Recognizing the serious effects of flooding in the Midwest and Great Plains, federal and state financial regulatory agencies on Monday issued a joint statement reminding banks of supervisory expectations related to disaster recovery. Regulators encouraged banks to work constructively to meet the financial needs of their communities.

The statement addresses supervisory expectations related to lending activities, operating temporary bank facilities, publishing requirements, regulatory reporting requirements, activities that are eligible for Community Reinvestment Act credit and investments.
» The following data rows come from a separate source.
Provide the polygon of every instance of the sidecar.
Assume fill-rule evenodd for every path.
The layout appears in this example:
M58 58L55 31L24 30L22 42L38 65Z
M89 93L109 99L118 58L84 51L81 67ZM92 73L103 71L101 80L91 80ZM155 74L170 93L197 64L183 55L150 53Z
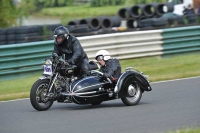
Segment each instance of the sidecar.
M121 98L125 105L130 106L138 104L144 91L152 90L147 77L133 68L127 68L119 79L104 79L102 75L92 70L91 76L74 81L69 91L61 94L60 101L98 105Z

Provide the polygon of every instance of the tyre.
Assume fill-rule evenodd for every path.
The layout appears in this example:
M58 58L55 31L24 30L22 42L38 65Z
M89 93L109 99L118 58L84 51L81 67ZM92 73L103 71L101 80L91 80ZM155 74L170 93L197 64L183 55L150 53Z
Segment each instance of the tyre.
M141 28L152 27L152 26L153 26L153 22L151 18L143 19L140 21Z
M30 101L33 108L35 108L38 111L44 111L49 109L54 102L53 98L45 96L48 90L48 86L49 86L48 79L43 79L43 80L39 79L33 84L31 88ZM52 90L53 89L54 86Z
M6 35L0 35L0 42L6 41Z
M0 35L6 35L7 29L0 29Z
M154 18L153 19L153 26L154 27L165 27L168 21L167 18Z
M7 42L0 42L0 45L6 45Z
M127 89L127 97L121 98L122 102L127 106L133 106L137 105L142 97L142 91L140 89L140 86L137 84L137 82L131 83L128 80L126 80L128 87Z
M184 21L183 21L183 16L176 16L176 21L178 23L178 25L183 25Z

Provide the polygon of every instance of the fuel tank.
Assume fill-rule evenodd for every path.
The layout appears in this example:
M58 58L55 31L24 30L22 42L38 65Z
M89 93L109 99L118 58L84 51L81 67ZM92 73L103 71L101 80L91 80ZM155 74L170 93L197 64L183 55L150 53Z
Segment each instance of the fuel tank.
M95 99L106 100L107 89L111 88L108 81L96 76L86 77L73 82L70 85L71 101L77 104L87 104Z

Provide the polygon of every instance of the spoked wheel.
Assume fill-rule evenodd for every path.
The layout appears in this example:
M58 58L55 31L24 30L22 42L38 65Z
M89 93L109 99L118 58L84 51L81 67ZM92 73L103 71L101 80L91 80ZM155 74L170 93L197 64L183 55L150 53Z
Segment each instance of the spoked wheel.
M127 106L138 104L142 97L142 91L140 89L140 86L136 82L134 82L128 84L127 87L128 87L128 92L127 92L128 96L121 98L122 102Z
M50 98L51 96L47 96L48 86L48 79L39 79L33 84L31 88L30 101L32 106L38 111L49 109L54 102L53 98Z

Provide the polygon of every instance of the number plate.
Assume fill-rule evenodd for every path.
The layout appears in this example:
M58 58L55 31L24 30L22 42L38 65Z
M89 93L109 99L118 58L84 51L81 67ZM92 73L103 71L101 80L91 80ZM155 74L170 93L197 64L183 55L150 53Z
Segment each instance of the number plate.
M50 65L43 65L43 67L44 67L43 74L52 75L52 67Z

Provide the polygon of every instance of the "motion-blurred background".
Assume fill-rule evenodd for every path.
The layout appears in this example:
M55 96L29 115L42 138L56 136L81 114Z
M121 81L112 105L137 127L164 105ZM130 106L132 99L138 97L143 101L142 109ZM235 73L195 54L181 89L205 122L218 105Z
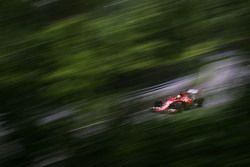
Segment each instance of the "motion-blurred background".
M0 166L248 166L249 43L247 0L2 0Z

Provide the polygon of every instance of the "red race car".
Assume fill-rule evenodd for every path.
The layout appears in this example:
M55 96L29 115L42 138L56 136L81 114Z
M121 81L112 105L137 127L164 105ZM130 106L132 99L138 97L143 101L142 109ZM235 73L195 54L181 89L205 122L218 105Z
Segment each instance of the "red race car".
M191 108L202 107L204 99L198 89L189 89L182 91L175 97L168 98L164 103L156 101L153 112L176 113Z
The agencies also provided links to previously issued examiner guidance for institutions affected by major disasters. Read the agencies’ statement.

Bill Would Level Playing Field for Banks on Farm Real Estate Loans

Rep. Steve Watkins (R-Kan.) on Tuesday introduced the Enhancing Credit Opportunities for Rural America Act (H.R. 1872), which would end taxation of interest earned from agricultural real estate loans. This ABA-advocated bill would provide rural bankers with the same tax status as Farm Credit System lenders when making loans secured by ag real estate, thus leveling the playing field between banks and the tax-advantaged FCS.

“Small town lenders are crucial to the viability of rural America. Community banks and their ag customers have unfortunately had to adjust to years of weak commodity prices while family farm debts have become increasingly highly-leveraged. In fact, farm delinquencies are sadly at their highest rate in nine years. This timely legislation would give greater certainty to small town folks by enhancing and expanding rural access to credit,” said Congressman Watkins.